The UK would continue to benefit from all programmes as before the withdrawal until their closure under the condition that it respects the applicable EU legal rules.

While serving as Brexit Secretary, Dominic Raab said in September 2018 the UK will not pay the financial settlement to the EU in a no-deal scenario.

===Article 50 extensions===
As the UK did not leave the EU on 29 March 2019, the UK continued to contribute to the EU as a member. Article 50 was extended until 31 October 2019 and the UK's contributions for the period from 30 March to 31 October 2019 were £5 billion, leaving an estimated £32.8 billion (€36.3 billion) remaining to be settled at 31 October 2019. Article 50 was further extended to 31 January 2020 and despite additional contributions to January 2020 and favourable currency fluctuations reducing the amount payable in sterling, an increase in pension liabilities of £2.6 billion saw the estimate of the financial settlement at 31 January 2020, the date the UK left the EU, increase to £32.9 billion.

The financial settlement was not binding until the UK Parliament approved the Withdrawal Agreement, which was approved on 24 January 2020.

==Transition period==
Following approval of the Withdrawal Agreement, the UK left the EU on 31 January 2020 and entered a transition period, but continued to contribute to the EU as if it were a member. The transition period ended on 31 December 2020 and based on the scheduled payments to 31 December 2020, the amount outstanding at that date was the Reste à Liquider (RAL) plus the other financial liabilities. In July 2022, the RAL at 31 December 2020 was estimated to be €23.8 billion and the other liabilities at €7.5 billion, totalling €31.3 billion. The European Union (Withdrawal Agreement) Bill 2019–20 authorised HM Treasury to make scheduled payments up to March 2021. The final payment for the transition period occurred in February 2021.
==The payment process==
After December 2020, payments accrue twice a year.

The first invoice was received in April 2021 for an amount of €3.8 billion payable in 4 equal instalments from the end of June 2021. The second was received in September 2021 for an amount of €8.2 billion payable in 8 equal instalments from the end of October until May 2022. The third invoice was received in April 2022 for €3.4 billion.
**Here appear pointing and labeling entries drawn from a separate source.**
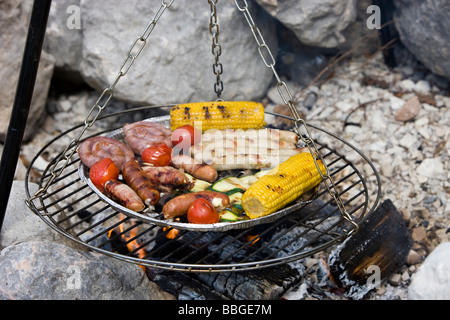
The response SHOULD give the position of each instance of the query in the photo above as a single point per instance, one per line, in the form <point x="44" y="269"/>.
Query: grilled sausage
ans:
<point x="123" y="195"/>
<point x="198" y="170"/>
<point x="143" y="134"/>
<point x="167" y="178"/>
<point x="136" y="178"/>
<point x="95" y="149"/>
<point x="179" y="205"/>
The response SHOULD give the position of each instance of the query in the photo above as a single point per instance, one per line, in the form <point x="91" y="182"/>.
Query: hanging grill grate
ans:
<point x="73" y="209"/>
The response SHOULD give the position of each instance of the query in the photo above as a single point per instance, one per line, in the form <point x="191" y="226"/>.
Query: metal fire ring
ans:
<point x="73" y="209"/>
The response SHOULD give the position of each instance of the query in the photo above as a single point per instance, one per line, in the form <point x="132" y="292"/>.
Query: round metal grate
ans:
<point x="73" y="209"/>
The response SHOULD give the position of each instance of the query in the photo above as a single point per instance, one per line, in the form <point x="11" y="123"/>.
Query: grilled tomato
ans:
<point x="103" y="171"/>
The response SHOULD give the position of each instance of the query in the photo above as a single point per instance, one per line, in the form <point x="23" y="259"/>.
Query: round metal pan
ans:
<point x="157" y="218"/>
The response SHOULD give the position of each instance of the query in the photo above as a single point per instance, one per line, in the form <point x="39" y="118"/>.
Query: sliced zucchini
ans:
<point x="236" y="197"/>
<point x="228" y="216"/>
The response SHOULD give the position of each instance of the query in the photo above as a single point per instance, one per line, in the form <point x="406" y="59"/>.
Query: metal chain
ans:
<point x="106" y="96"/>
<point x="216" y="47"/>
<point x="286" y="95"/>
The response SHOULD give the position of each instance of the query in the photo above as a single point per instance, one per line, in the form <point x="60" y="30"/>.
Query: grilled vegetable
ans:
<point x="102" y="171"/>
<point x="282" y="185"/>
<point x="219" y="115"/>
<point x="197" y="169"/>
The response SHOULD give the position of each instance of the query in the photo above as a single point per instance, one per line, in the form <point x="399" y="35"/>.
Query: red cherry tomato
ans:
<point x="103" y="171"/>
<point x="159" y="155"/>
<point x="187" y="135"/>
<point x="202" y="212"/>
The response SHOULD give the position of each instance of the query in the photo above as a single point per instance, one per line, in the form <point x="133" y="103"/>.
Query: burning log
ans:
<point x="378" y="249"/>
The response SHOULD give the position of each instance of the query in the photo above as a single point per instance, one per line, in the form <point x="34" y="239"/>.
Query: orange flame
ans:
<point x="171" y="233"/>
<point x="132" y="245"/>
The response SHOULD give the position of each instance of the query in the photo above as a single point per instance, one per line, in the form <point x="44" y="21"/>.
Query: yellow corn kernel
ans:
<point x="282" y="185"/>
<point x="218" y="115"/>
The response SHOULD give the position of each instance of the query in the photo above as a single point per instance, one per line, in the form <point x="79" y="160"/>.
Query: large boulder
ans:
<point x="432" y="280"/>
<point x="176" y="65"/>
<point x="424" y="28"/>
<point x="46" y="270"/>
<point x="315" y="23"/>
<point x="14" y="20"/>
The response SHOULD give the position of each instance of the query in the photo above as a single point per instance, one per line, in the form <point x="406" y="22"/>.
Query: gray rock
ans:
<point x="14" y="19"/>
<point x="315" y="23"/>
<point x="50" y="271"/>
<point x="176" y="64"/>
<point x="424" y="28"/>
<point x="432" y="280"/>
<point x="409" y="110"/>
<point x="20" y="224"/>
<point x="63" y="38"/>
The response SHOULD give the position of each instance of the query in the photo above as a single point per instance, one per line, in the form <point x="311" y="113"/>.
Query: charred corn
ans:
<point x="282" y="185"/>
<point x="218" y="115"/>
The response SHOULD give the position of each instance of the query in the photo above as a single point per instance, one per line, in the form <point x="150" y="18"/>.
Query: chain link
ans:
<point x="133" y="53"/>
<point x="286" y="96"/>
<point x="216" y="47"/>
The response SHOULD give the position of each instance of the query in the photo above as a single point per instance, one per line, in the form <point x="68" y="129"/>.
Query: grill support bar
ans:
<point x="22" y="100"/>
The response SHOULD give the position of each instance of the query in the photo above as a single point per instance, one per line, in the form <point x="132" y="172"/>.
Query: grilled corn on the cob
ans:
<point x="282" y="185"/>
<point x="219" y="115"/>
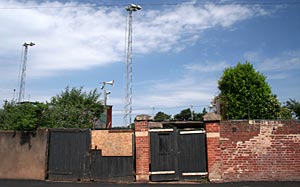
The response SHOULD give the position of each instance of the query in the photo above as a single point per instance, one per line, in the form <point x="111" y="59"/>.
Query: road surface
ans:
<point x="30" y="183"/>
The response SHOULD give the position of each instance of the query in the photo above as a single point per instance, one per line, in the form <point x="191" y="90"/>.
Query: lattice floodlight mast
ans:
<point x="23" y="71"/>
<point x="128" y="88"/>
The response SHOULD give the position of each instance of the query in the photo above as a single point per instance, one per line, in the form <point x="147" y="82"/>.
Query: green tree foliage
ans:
<point x="285" y="113"/>
<point x="186" y="115"/>
<point x="161" y="116"/>
<point x="245" y="94"/>
<point x="73" y="108"/>
<point x="294" y="106"/>
<point x="21" y="117"/>
<point x="199" y="116"/>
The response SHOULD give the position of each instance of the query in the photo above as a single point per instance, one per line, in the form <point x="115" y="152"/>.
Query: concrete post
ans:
<point x="212" y="127"/>
<point x="142" y="145"/>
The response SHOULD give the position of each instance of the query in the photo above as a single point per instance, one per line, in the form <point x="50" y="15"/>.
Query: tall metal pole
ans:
<point x="23" y="74"/>
<point x="128" y="88"/>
Further invoices were received in September 2022 for €6.4 billion; April 2023 for €3.6 billion and September 2023 for €5.0 billion.

==Re-estimation==
In July 2022, HM Treasury's estimate of the financial settlement when the UK left the EU on 31 January 2020 is £35.6 billion (€42.4 billion), an increase of £2.7 billion since the OBR estimate in 2020. The Reste à Liquider [outstanding commitments, the sum of unrealized commitments] As of July 2022 had increased from the original 2018 estimate of €20.2 billion to €23.8 billion and other financial liabilities had increased from €2.7 billion to €7.5 billion, a total increase of €8.4 billion since 2018.

In March 2024, a further estimate reduced the amount to £30.2 billion (€34.8 billion) with the other net liabilities reducing to €0.8 billion. The estimated settlement was made up of:
- £8.9bn (€10.1bn) towards the UK's contribution to the EU budget to December 2020 (after offsetting for the UK rebate);
- £20.5bn (€23.9bn) towards the Reste à Liquider; and
- £0.7bn (€0.8bn) for other financial liabilities, being an estimate for pension liabilities of €8.7bn offset by other assets totalling €7.8bn.
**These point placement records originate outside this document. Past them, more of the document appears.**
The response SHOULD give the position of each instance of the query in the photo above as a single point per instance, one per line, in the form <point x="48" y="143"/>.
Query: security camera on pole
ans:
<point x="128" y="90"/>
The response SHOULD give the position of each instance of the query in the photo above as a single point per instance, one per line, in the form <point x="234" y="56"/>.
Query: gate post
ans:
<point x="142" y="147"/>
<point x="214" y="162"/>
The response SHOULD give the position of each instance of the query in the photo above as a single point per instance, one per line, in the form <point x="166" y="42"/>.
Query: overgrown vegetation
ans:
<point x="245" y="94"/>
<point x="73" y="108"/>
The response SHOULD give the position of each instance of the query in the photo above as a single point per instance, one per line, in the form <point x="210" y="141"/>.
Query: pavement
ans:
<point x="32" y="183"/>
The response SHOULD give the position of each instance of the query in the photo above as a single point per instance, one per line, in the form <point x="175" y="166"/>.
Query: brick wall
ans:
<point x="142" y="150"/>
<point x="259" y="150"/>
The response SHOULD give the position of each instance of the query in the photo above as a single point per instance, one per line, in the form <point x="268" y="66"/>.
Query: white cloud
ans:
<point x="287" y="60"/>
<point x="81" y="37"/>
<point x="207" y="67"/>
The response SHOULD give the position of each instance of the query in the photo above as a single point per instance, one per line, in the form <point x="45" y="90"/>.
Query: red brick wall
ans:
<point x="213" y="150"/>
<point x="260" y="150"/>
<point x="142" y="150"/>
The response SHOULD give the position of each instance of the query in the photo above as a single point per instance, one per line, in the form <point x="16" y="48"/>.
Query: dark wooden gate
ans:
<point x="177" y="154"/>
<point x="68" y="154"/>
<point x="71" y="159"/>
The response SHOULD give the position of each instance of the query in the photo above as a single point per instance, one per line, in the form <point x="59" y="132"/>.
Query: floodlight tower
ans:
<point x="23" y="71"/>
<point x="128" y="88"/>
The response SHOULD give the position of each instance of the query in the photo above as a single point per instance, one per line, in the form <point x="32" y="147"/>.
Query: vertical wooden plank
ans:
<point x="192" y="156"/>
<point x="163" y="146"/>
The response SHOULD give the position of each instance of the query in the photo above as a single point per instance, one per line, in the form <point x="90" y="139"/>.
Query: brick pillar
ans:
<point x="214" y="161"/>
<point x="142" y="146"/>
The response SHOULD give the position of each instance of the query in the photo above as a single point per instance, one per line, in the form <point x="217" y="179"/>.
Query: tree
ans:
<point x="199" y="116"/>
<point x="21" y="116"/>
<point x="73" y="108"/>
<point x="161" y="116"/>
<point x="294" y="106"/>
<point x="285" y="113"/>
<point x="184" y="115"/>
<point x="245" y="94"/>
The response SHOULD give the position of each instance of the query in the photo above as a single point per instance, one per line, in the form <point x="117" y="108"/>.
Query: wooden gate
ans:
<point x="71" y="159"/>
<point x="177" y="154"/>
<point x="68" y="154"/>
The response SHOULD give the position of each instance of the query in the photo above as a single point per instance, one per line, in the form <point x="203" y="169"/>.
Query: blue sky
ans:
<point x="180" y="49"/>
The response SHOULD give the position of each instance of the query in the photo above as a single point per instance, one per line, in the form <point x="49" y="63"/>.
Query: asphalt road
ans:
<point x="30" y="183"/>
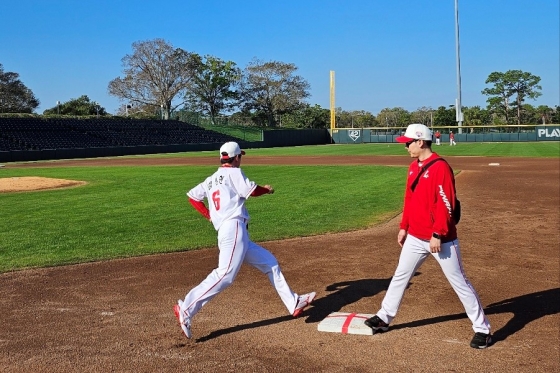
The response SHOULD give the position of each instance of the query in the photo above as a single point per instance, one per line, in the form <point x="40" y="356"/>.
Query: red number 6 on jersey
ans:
<point x="216" y="199"/>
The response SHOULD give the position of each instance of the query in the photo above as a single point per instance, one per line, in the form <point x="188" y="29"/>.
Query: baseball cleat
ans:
<point x="184" y="322"/>
<point x="376" y="324"/>
<point x="481" y="340"/>
<point x="303" y="301"/>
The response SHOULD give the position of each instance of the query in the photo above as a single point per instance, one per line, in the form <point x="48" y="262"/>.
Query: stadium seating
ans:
<point x="71" y="133"/>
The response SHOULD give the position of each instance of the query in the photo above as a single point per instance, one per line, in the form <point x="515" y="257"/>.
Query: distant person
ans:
<point x="427" y="228"/>
<point x="226" y="192"/>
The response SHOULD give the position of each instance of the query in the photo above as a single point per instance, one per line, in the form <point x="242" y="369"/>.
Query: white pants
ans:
<point x="235" y="249"/>
<point x="413" y="254"/>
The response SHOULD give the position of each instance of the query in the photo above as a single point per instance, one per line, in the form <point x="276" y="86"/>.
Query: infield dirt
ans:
<point x="117" y="315"/>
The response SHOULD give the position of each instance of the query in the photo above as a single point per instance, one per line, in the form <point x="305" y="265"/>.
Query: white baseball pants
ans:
<point x="235" y="249"/>
<point x="413" y="254"/>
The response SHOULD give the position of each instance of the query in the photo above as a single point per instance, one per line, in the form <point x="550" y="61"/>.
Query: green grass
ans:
<point x="130" y="211"/>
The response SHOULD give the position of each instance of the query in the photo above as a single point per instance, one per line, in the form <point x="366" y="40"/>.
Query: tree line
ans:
<point x="161" y="81"/>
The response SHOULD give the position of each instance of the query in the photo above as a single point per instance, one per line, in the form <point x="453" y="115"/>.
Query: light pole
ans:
<point x="458" y="112"/>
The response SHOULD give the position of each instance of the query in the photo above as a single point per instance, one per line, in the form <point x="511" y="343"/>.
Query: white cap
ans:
<point x="230" y="150"/>
<point x="416" y="131"/>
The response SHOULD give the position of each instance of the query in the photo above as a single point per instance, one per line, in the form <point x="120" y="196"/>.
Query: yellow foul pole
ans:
<point x="333" y="124"/>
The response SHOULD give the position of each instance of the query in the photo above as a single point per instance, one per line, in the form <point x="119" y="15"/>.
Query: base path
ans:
<point x="117" y="315"/>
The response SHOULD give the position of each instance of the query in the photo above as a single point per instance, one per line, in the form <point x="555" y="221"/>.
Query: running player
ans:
<point x="226" y="191"/>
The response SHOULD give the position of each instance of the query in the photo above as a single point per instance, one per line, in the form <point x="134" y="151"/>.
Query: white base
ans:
<point x="346" y="323"/>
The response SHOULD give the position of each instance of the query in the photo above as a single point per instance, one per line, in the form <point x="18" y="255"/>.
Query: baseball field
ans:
<point x="95" y="252"/>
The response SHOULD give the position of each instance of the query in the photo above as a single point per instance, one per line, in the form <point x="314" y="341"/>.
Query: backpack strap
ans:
<point x="422" y="170"/>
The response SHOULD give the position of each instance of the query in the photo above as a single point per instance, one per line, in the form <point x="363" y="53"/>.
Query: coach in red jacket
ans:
<point x="427" y="228"/>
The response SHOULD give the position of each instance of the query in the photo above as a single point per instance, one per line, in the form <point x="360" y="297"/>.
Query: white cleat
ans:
<point x="183" y="319"/>
<point x="303" y="301"/>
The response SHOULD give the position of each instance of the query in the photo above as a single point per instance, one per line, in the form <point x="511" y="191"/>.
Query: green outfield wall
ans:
<point x="463" y="134"/>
Including payments during the extension of the Article 50 period of £6.9 billion (€7.8 billion), the settlement is estimated at £37.1 billion (€42.6 billion) compared to the government's original estimate of £35-39 billion (€40-45 billion).

The EU estimated the amount in July 2023 to be €23.9bn, however, the EU excludes certain amounts that HM Treasury includes, such as payments during the transition period.